A Scandinavian woman in a bikini knelt to cover the girl’s exposed panties when a heavy-set woman—her mother?—came storming up spouting angrily in Swahili and giving us dirty looks as if all this was our fault. I felt like shouting, ‘Hey lady I’m on your side. I’m open to you and your culture. I don’t like treating your village, your beach, your way of life like it was Disney World for me to stroll through and say, ‘how quaint’, ‘how interesting’. I’m trying to be open, helpful, like the young man I used be who was so eager to be imprinted by another way of life, on a mission to teach, to dig a well. Now I just feel like a wealthy pasha lazing in a litter peering down on the rabble. And I don’t like that feeling.
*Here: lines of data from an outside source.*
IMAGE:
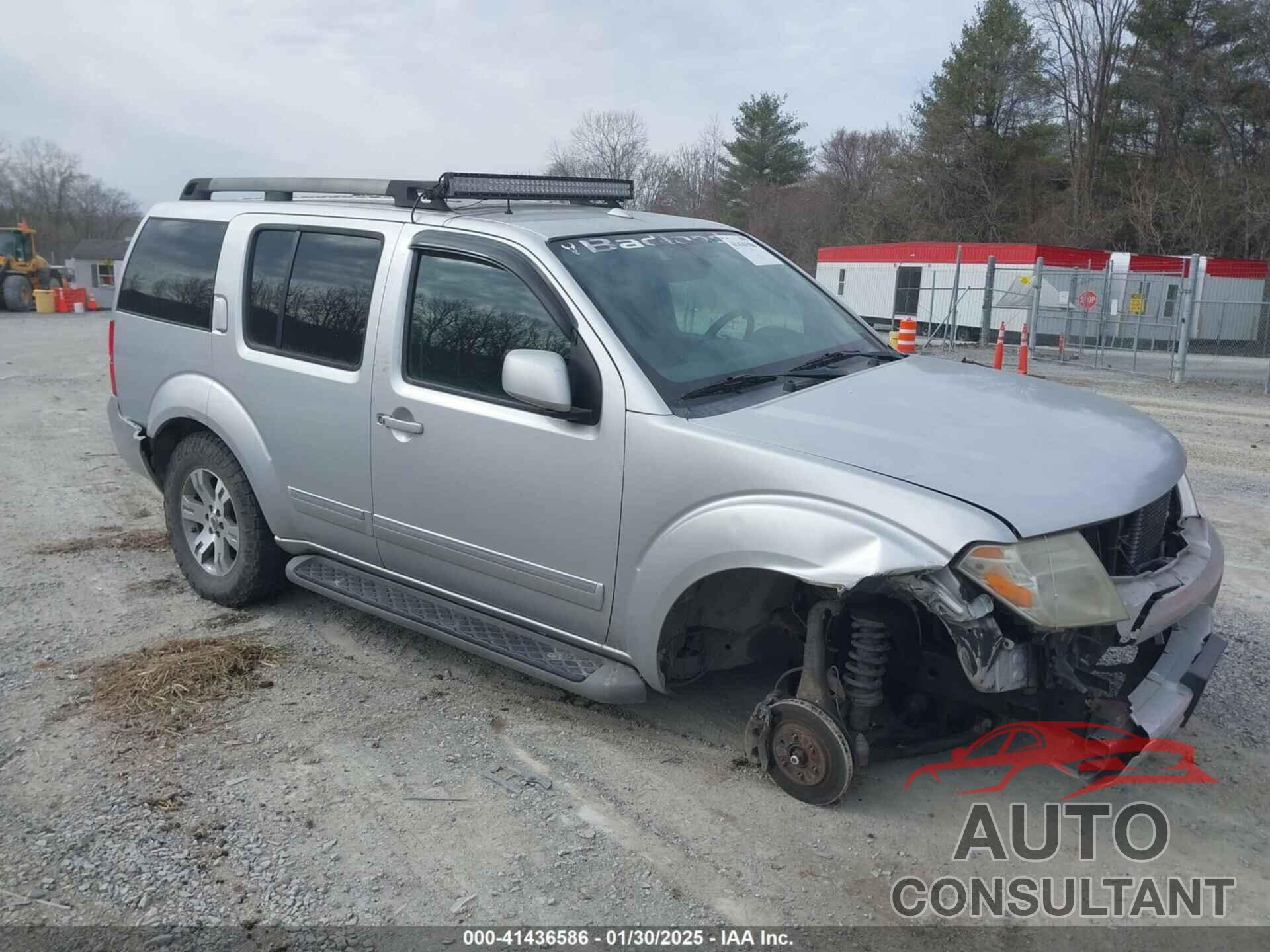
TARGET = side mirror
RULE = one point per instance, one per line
(538, 377)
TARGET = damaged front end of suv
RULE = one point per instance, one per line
(1108, 625)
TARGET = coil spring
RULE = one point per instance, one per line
(867, 662)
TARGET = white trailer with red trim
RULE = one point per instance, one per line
(1124, 294)
(883, 284)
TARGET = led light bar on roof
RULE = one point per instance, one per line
(473, 184)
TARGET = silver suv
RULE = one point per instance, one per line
(616, 450)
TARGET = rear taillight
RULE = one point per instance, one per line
(114, 390)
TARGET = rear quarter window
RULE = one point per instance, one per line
(172, 272)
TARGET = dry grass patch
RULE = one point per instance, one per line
(172, 682)
(132, 541)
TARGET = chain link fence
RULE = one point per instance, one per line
(1175, 321)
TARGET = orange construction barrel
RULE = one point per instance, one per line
(906, 339)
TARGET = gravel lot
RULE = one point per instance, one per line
(314, 800)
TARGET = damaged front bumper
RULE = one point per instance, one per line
(1175, 602)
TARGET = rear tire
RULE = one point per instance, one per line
(219, 535)
(17, 294)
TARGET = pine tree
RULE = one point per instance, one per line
(982, 141)
(766, 150)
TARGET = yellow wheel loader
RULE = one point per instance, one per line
(22, 270)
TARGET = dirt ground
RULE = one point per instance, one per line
(317, 799)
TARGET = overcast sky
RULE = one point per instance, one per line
(154, 93)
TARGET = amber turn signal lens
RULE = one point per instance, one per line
(1007, 588)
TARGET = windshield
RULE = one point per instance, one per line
(701, 306)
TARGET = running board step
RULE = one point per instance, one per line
(527, 651)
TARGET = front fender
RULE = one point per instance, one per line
(818, 541)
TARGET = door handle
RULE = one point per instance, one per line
(393, 423)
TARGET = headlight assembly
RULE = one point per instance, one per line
(1054, 582)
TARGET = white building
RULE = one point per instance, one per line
(95, 264)
(1127, 294)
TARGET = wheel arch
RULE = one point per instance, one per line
(222, 415)
(807, 539)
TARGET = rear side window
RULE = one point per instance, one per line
(309, 294)
(172, 272)
(465, 317)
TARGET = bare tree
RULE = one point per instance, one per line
(1086, 54)
(610, 143)
(694, 175)
(44, 184)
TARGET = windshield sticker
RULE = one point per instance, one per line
(752, 252)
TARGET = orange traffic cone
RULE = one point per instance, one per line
(906, 340)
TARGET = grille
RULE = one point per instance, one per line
(1130, 543)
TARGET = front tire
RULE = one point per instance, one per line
(219, 535)
(17, 294)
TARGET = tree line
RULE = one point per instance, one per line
(45, 186)
(1134, 125)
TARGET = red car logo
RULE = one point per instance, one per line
(1095, 752)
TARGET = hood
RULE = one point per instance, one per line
(1042, 456)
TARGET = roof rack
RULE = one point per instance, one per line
(403, 192)
(409, 193)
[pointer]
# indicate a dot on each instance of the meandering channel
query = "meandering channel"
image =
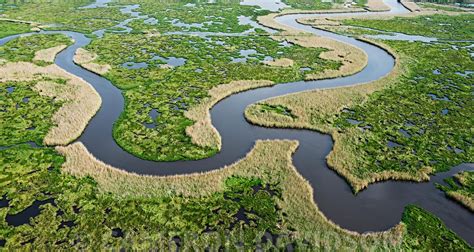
(379, 207)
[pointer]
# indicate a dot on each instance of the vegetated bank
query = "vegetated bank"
(380, 136)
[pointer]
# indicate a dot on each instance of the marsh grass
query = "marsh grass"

The older woman helped the girl up, gathered her clothing around her and walked her away with a last accusing glance over her shoulder. I’m an intruder here. A voyeur. Like when I was on a game-drive last week bouncing along rutted roads stopping to photograph lions. Instead of putting animals in cages and walking around them in zoos we rode around in our mobile cages and the animals pretended not to notice us. Nostalgia trip over, I was ready to head home.
Qatar Airlines flight 357 direct to Chicago had me in the middle seat of the middle row of a jumbo jet. I was facing fifteen hours in a strait jacket. How come I never seemed to remark the length of a flight when I was younger? Maybe I was geeked back then and didn’t have to pee every hour and a half. Maybe that’s why. Instead I compared my current situation to post surgery bed-confinement, to a jail sentence, to slave ship quarters, to a woman in labor with no way out until it was over. I had a long talk with myself about centering, living in the moment as the teenaged boy next to me knocked my elbow off the arm rest for the third time and we hadn’t taken off yet.
I watched the GPS read out on my TV screen. We were going from Doha to Chicago by way of Moscow and Helsinki and Sault Ste. Marie Michigan. Fifteen hours. I noticed the young African woman on my left. She sat primly with her hands in her lap and the self-satisfied smile of a righteous doer-of-good on a mission. It takes one to know one. “What are you going to do in Chicago?” I asked her. For the next half-hour she explained that she had trained as a nurse technician in Kenya under a program that required two year’s service in return. She would be working in a clinic in Chicago’s South Side.
After she pumped me for details of life in the big city, I wished her well, pushed my seat back, closed my eyes and gave myself over to the steady throb of the jet engines…more power to you, young lady. Ride the wave of optimism and energy. It’s your time. Your turn, turn, turn.